The days are part of the annual UN Women (United Nations Entity for Gender Equality and the Empowerment of Women) campaign. The initiative runs from 25 Nov., the International Day for the Elimination of Violence Against Women, until 10 Dec. This year’s theme for the 16 days is ‘Orange the World: Generation Equality Stands Against Rape!’

The Business and Professional Women’s Club of Cayman and local domestic-violence support groups have planned a number of activities to mark the international campaign locally.

BPW and Silent Witness March co-chair Mahreen Nabi said domestic violence continues to be a challenging issue for local law enforcement agencies and not-for-profit organisations here on island.

Domestic violence in the Cayman Islands
2017 – 990 reports
2018 –  2,218 reports
2019 – 1,900 (up to August)
(Source: MASH)

“Domestic violence is a societal issue; it impacts schools, it impacts your churches, it impacts every single group in society, and everybody needs to be getting involved,” she said.

Last month BPW held it 19th Silent Witness March to highlight the stories of those who live lives affected by violence.

“We hope that by doing this year after year, making noise year after year and having people discuss it in the media we can help build that awareness and get that action and then, ultimately, have more services to support victims and help have more awareness of issues that relate to domestic violence,” Nabi said.

Fighting for the cause in Cayman

Last year Cayman recorded over 2,000 domestic-violence cases and the Royal Cayman Islands Police Service said they expect that number to be surpassed by the end of the year as they have already registered 1,900 cases through August.

In 2017, there were about 900 reports of domestic violence, said Mehr Lamba, outreach coordinator with the Cayman Islands Crisis Centre. “In 2018 it was over 2,200 and that’s more than a 124% increase in domestic violence reports, but it is not because domestic violence is happening more,” she added.

Read Amy’s story about ending the cycle of abuse

She believes the high number of reports show that more people are reaching out for help.
She said the global MeToo movement and Time’s Up campaign against sexual harassment and abuse had helped.

“It’s a worldwide shift in how people are talking about domestic violence and people are recognising the experience they are having,” Lamba said.

She said those supporting domestic-violence survivors see the rise in reporting as an increase in people reaching out for help.

“We are not seeing that as a negative thing, that there is an increase in domestic violence happening.
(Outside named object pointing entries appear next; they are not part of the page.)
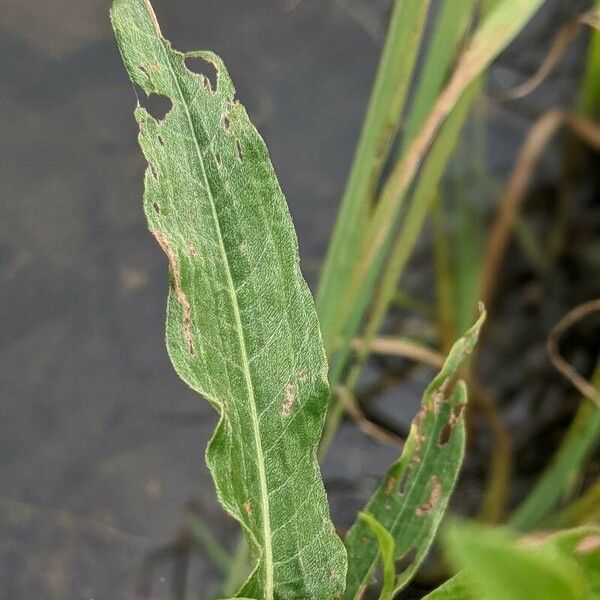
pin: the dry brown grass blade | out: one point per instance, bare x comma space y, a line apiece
500, 468
535, 144
566, 369
363, 424
562, 40
392, 346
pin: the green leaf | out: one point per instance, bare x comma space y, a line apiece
387, 547
456, 588
241, 325
498, 567
411, 500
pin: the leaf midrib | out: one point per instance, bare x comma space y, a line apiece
264, 497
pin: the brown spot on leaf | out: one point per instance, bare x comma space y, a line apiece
289, 396
434, 498
186, 309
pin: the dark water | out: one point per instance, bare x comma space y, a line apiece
101, 446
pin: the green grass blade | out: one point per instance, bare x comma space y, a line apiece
411, 500
386, 552
496, 567
421, 201
451, 24
496, 31
241, 325
492, 36
378, 132
579, 442
589, 100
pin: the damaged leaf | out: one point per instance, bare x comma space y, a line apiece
413, 496
241, 324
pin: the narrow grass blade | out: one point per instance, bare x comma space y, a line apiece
582, 437
420, 204
589, 93
241, 325
456, 588
451, 24
378, 133
411, 500
496, 31
387, 548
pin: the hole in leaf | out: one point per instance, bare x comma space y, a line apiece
206, 69
406, 560
434, 498
157, 105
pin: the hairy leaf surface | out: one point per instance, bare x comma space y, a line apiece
411, 500
241, 324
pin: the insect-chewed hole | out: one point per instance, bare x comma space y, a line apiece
445, 434
157, 105
206, 69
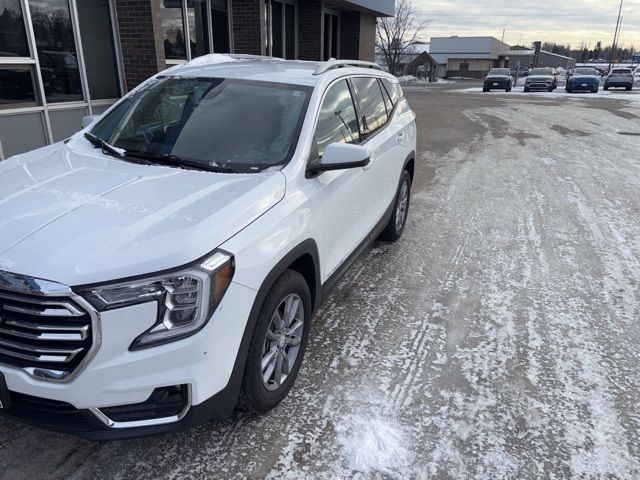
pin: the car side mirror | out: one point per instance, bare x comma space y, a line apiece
340, 156
88, 120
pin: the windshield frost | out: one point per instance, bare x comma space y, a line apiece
217, 122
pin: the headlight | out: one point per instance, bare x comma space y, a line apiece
186, 299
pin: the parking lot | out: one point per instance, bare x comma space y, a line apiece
497, 339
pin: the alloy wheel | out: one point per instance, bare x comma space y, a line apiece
282, 342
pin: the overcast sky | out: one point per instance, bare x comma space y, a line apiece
568, 21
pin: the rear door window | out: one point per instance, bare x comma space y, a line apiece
373, 113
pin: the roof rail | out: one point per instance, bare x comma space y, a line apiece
332, 64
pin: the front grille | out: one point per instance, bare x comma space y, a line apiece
46, 336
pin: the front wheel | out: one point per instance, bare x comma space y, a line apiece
278, 344
395, 227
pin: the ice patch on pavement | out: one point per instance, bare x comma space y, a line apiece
372, 444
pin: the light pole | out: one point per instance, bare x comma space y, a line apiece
615, 35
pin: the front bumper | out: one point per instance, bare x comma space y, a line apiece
206, 363
539, 85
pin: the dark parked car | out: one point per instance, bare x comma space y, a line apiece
497, 79
541, 79
583, 79
619, 77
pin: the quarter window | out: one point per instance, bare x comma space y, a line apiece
373, 114
337, 121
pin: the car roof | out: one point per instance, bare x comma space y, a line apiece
271, 69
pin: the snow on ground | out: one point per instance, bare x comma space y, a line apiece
498, 339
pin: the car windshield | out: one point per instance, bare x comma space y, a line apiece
541, 71
585, 71
208, 123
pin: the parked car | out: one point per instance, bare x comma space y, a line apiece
541, 79
498, 79
163, 265
583, 78
619, 78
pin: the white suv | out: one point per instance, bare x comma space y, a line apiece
162, 266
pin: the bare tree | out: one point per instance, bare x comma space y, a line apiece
396, 35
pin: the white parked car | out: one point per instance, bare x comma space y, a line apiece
163, 265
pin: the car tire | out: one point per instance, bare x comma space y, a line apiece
395, 227
291, 291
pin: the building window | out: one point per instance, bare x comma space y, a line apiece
198, 27
207, 23
282, 28
330, 36
98, 48
13, 38
17, 86
173, 28
220, 25
56, 50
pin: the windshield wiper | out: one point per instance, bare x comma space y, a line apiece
176, 161
106, 148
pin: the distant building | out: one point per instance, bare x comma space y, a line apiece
525, 56
468, 57
64, 59
412, 51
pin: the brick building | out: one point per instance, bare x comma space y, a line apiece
63, 59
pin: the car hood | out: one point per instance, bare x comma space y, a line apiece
71, 214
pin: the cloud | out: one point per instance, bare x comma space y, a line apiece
574, 22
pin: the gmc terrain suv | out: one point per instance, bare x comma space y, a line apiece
162, 266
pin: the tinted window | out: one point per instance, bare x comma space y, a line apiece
56, 50
387, 100
541, 71
13, 39
99, 49
394, 89
243, 125
373, 113
337, 121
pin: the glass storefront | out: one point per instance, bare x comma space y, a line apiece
201, 24
58, 63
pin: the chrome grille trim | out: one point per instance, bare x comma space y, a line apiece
43, 330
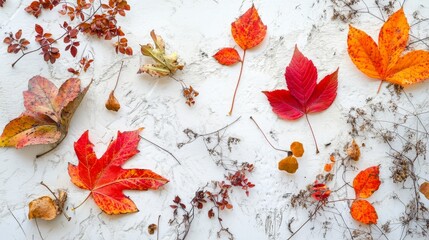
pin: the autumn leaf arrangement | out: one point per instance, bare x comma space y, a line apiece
319, 197
49, 111
400, 129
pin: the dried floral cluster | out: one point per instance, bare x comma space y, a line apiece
217, 193
347, 10
401, 125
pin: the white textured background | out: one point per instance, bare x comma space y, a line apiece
195, 29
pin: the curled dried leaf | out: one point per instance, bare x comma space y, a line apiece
289, 164
47, 208
152, 228
353, 151
424, 189
43, 208
297, 149
112, 103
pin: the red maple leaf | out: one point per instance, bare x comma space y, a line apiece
304, 95
105, 177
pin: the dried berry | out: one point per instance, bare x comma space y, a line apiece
288, 164
297, 149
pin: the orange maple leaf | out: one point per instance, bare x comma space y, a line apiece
248, 31
105, 177
385, 60
367, 182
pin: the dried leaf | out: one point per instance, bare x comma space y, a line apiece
424, 189
367, 182
384, 61
46, 208
353, 151
320, 192
152, 228
49, 111
112, 103
297, 149
363, 211
248, 30
289, 164
227, 56
105, 177
43, 208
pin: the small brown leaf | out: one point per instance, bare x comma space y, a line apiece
353, 151
112, 103
44, 208
424, 189
152, 228
297, 149
288, 164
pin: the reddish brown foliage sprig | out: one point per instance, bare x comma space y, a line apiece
215, 195
16, 43
76, 11
84, 64
98, 21
71, 39
45, 40
35, 8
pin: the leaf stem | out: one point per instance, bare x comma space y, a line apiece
119, 74
238, 83
157, 230
165, 150
73, 209
278, 149
379, 86
312, 133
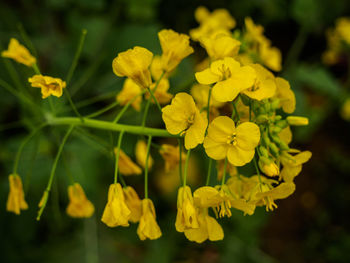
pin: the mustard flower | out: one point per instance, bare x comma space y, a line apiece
116, 212
225, 140
175, 48
229, 76
148, 227
186, 212
134, 64
183, 117
15, 201
129, 92
19, 53
48, 85
79, 206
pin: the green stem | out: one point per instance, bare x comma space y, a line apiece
104, 125
117, 157
53, 170
146, 165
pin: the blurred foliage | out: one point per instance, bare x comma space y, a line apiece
312, 226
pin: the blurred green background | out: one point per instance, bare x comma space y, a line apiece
310, 226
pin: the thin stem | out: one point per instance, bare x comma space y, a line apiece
20, 149
53, 170
186, 167
117, 157
146, 165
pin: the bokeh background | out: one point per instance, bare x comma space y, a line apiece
310, 226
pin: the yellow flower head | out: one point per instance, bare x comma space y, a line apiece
125, 165
134, 64
19, 53
15, 201
129, 92
182, 116
175, 48
171, 156
285, 95
229, 76
79, 206
133, 202
220, 46
209, 228
116, 212
264, 86
225, 140
48, 85
186, 212
148, 227
141, 154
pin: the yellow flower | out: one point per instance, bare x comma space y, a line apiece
79, 205
220, 46
48, 85
229, 76
19, 53
133, 202
285, 95
148, 227
171, 156
125, 165
116, 212
182, 116
264, 86
141, 154
292, 165
238, 144
134, 64
15, 201
129, 92
175, 48
186, 212
209, 228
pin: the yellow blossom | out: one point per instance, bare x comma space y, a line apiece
19, 53
48, 85
79, 206
148, 227
133, 202
183, 117
186, 212
264, 86
125, 165
129, 92
224, 139
141, 154
134, 64
15, 201
285, 95
229, 78
175, 47
116, 212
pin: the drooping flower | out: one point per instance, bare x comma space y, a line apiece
116, 212
133, 202
130, 92
148, 227
19, 53
134, 64
79, 206
186, 217
15, 201
224, 139
229, 76
175, 48
183, 117
48, 85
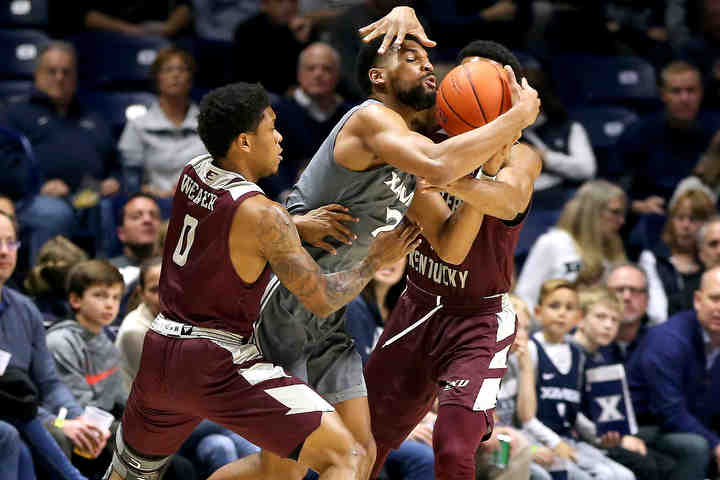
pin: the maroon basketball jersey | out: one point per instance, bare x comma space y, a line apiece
487, 269
198, 283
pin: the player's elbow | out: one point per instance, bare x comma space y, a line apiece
452, 256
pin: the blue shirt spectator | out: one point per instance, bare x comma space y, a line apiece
674, 377
679, 136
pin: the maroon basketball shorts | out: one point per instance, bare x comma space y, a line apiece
455, 352
181, 381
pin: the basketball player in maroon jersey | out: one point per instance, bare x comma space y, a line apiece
450, 332
199, 358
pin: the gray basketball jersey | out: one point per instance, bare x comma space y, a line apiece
379, 198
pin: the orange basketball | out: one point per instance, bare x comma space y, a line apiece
471, 95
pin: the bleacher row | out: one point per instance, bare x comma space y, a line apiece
604, 94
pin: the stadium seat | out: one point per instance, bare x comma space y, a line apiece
626, 81
24, 13
117, 107
27, 172
18, 51
112, 61
12, 89
604, 125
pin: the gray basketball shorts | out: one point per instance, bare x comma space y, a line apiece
316, 350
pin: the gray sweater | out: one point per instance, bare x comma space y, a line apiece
22, 334
88, 363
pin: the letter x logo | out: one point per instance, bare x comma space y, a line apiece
609, 406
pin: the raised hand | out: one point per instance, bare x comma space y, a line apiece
524, 97
399, 22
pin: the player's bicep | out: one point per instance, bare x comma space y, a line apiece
430, 212
280, 245
387, 136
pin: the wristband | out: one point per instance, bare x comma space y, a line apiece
60, 419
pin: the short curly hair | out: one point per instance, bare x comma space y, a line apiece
228, 111
493, 51
369, 58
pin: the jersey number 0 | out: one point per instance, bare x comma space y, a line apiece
185, 241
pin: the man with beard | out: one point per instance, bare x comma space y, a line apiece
368, 164
449, 335
138, 230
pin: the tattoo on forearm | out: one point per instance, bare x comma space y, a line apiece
298, 271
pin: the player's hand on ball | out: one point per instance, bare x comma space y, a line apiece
391, 246
524, 97
395, 25
327, 221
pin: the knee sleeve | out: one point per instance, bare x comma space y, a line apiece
458, 433
133, 466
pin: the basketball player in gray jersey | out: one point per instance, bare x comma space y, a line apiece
369, 164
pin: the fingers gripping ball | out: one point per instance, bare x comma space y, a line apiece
471, 95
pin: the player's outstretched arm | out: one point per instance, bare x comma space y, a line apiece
505, 197
387, 136
322, 293
399, 22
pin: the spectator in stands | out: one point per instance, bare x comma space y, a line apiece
630, 284
73, 147
582, 244
706, 174
559, 365
140, 17
365, 320
690, 451
7, 205
616, 429
138, 230
563, 145
674, 376
132, 331
709, 243
15, 456
307, 115
86, 359
46, 281
517, 404
281, 21
673, 266
680, 135
23, 336
216, 19
156, 146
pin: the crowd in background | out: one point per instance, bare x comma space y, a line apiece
618, 267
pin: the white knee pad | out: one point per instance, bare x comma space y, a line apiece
132, 466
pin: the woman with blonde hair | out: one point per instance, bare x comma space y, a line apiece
583, 242
673, 268
46, 282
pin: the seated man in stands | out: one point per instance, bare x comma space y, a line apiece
73, 147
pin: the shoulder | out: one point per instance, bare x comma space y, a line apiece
17, 300
61, 334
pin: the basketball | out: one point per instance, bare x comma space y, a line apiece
471, 95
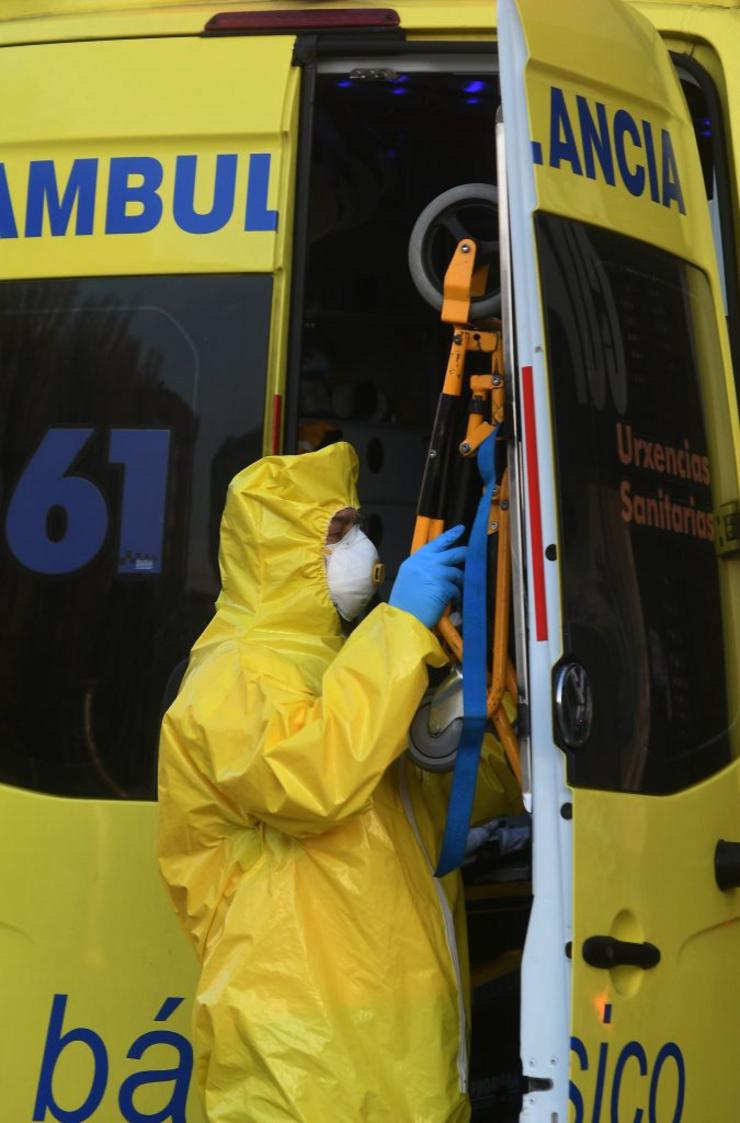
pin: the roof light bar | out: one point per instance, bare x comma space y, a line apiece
309, 19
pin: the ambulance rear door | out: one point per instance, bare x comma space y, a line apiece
628, 429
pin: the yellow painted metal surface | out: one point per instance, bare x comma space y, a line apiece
655, 1043
131, 112
88, 920
645, 870
91, 953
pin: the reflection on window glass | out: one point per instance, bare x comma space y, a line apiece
640, 589
128, 405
It just means that people know that our services are available. People are accessing our services to leave abusive situations and begin to live their lives free from violence,” she said.

Lamba pointed out that in Cayman efforts to deal with domestic violence are growing with the Multi-Agency Safeguarding Unit (MASH) hub and the Crisis Centre opening of Estella’s Place, which is a walk-in centre.

“We are doing more as a community in Cayman to raise awareness of domestic violence and people are taking a stand against it more than they ever have,” she said.

Cayman opened a specialist domestic-violence court last year to fast-track related cases through the court system.

Last month seven not-for-profits and government agencies came together to formally launch the Alliance to End Domestic Violence, under the patronage of the governor’s wife, Elisabeth Roper.

The alliance said its objective is to end domestic violence and to do this it will work with other community organisations as necessary, as well as directly consult with people who have experienced such abuse.

Alliance to End Domestic Violence members

Cayman Islands Crisis Centre, the Department of Children and Family Services, the Department of Community Rehabilitation, the Family Resource Centre, the Gender Affairs Unit, the Multi-Agency Safeguarding Hub and the Royal Cayman Islands Police Service.